Two weeks ago Dion’s manager reminded him that he had not yet posted an IGTV video that week. “I was in New York and didn’t know what to do. I had a pimple, so I covered it up with a beauty mark, and people liked it,” said Dion. That two-and-a-half-minute video has received more than 669,000 views on IGTV to become Dion’s second-most-viewed IGTV video.
IGTV’s emergence as a low-pressure alternative to YouTube for creators has its pluses and minuses. On the one hand, these creators are producing original videos for IGTV, which could help IGTV to overcome its reputation as “the recycling bin for YouTube,” as it was described by one 14-year-old who attended digital video convention VidCon in Anaheim, California, last week. That could help to attract more viewers to IGTV by migrating creators’s YouTube audiences to Instagram’s rival platform.
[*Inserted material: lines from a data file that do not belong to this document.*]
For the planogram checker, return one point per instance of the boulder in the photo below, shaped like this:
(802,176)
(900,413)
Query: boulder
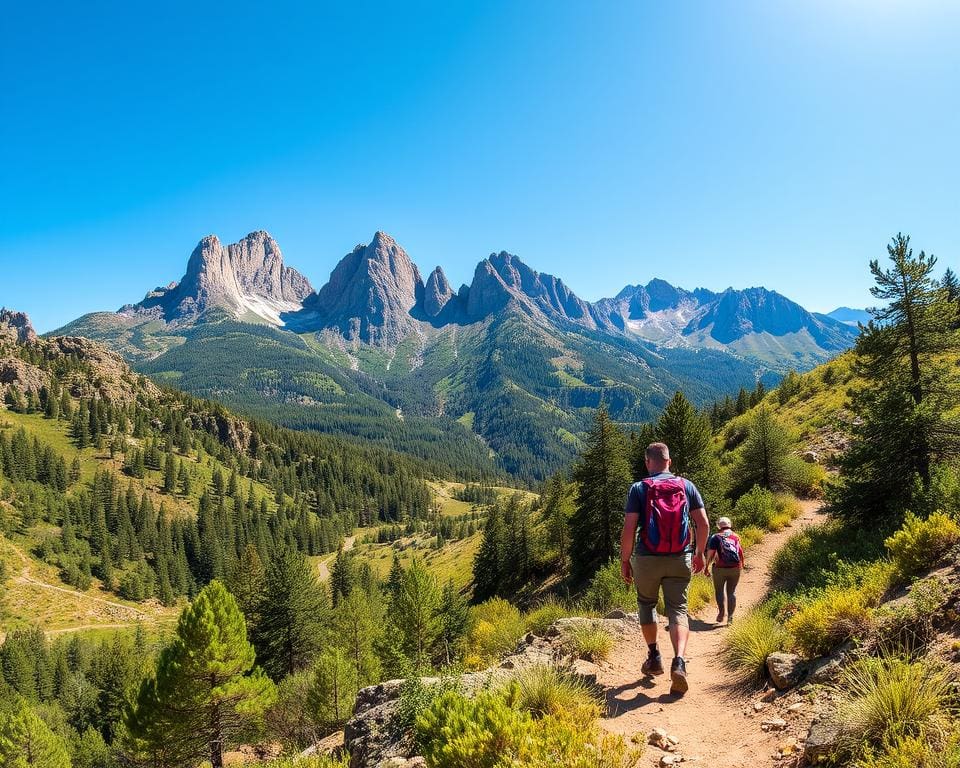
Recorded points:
(785,669)
(821,742)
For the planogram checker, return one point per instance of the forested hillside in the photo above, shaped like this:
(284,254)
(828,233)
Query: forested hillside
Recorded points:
(151,493)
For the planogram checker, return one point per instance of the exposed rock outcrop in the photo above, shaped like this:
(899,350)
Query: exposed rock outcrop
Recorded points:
(437,293)
(370,296)
(371,736)
(15,327)
(244,279)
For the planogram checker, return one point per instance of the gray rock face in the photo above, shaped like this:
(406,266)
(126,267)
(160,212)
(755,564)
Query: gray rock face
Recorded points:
(503,278)
(785,669)
(822,741)
(437,293)
(370,296)
(243,279)
(16,327)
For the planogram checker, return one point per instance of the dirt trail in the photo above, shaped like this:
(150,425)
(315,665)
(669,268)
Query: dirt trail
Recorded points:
(323,568)
(709,720)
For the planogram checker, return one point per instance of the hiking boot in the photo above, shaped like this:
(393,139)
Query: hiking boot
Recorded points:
(653,665)
(678,676)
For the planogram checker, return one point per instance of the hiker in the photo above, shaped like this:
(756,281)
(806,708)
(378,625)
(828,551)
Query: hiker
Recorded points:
(662,555)
(725,554)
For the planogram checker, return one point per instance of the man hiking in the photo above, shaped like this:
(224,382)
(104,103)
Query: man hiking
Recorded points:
(726,555)
(661,506)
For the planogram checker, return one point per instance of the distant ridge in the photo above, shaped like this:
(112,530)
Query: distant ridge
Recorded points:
(849,316)
(504,372)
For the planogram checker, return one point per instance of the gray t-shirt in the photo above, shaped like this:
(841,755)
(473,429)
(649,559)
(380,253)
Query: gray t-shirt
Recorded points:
(637,499)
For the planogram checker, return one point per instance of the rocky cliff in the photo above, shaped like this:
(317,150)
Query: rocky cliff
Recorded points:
(247,279)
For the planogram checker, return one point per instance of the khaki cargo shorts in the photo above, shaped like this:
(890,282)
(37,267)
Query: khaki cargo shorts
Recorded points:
(671,573)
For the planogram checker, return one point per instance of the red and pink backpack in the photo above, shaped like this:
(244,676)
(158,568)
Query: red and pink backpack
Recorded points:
(666,525)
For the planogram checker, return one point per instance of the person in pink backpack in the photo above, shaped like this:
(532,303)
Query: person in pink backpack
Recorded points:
(659,551)
(725,554)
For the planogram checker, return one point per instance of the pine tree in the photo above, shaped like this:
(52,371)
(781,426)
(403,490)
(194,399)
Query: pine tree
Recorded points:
(454,614)
(205,690)
(765,453)
(487,577)
(245,580)
(558,506)
(604,478)
(688,435)
(906,413)
(294,616)
(333,690)
(356,626)
(414,612)
(25,740)
(170,474)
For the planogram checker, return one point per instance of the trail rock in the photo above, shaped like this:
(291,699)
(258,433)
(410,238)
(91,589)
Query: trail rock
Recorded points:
(821,741)
(785,669)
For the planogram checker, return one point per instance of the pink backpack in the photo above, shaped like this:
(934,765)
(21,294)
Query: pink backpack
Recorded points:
(666,526)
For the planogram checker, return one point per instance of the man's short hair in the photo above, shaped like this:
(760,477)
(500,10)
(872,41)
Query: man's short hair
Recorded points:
(657,452)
On the other hand, if creators are largely posting videos to IGTV that don’t meet the standards of their YouTube videos, that could cement IGTV as second-hand YouTube. That could lead to viewers being turned off by the videos they find on IGTV. And whenever Instagram opts to open IGTV to advertising, it could make for a tough sales pitch to advertisers who are looking for higher quality videos to advertise against. These advertisers had been hesitant to advertise on YouTube because of content quality concerns, leading the platform to form its Google Preferred ad-buying program that limits ads to channels that meet certain thresholds, including viewership and production quality.
However, given that IGTV has yet to open up to advertising and creators are unlikely to adopt the platform en masse until it does, YouTube stars’ use of IGTV as a place to post their side projects could help to keep the platform in the consideration set for creators. Takahashi has gravitated to IGTV because editing videos for the predominantly, but no longer exclusively, vertical video platform has helped to reignite her desire to make videos. “After doing this for so long, having those passion projects is the only way you can continue having a fire under your ass,” she said.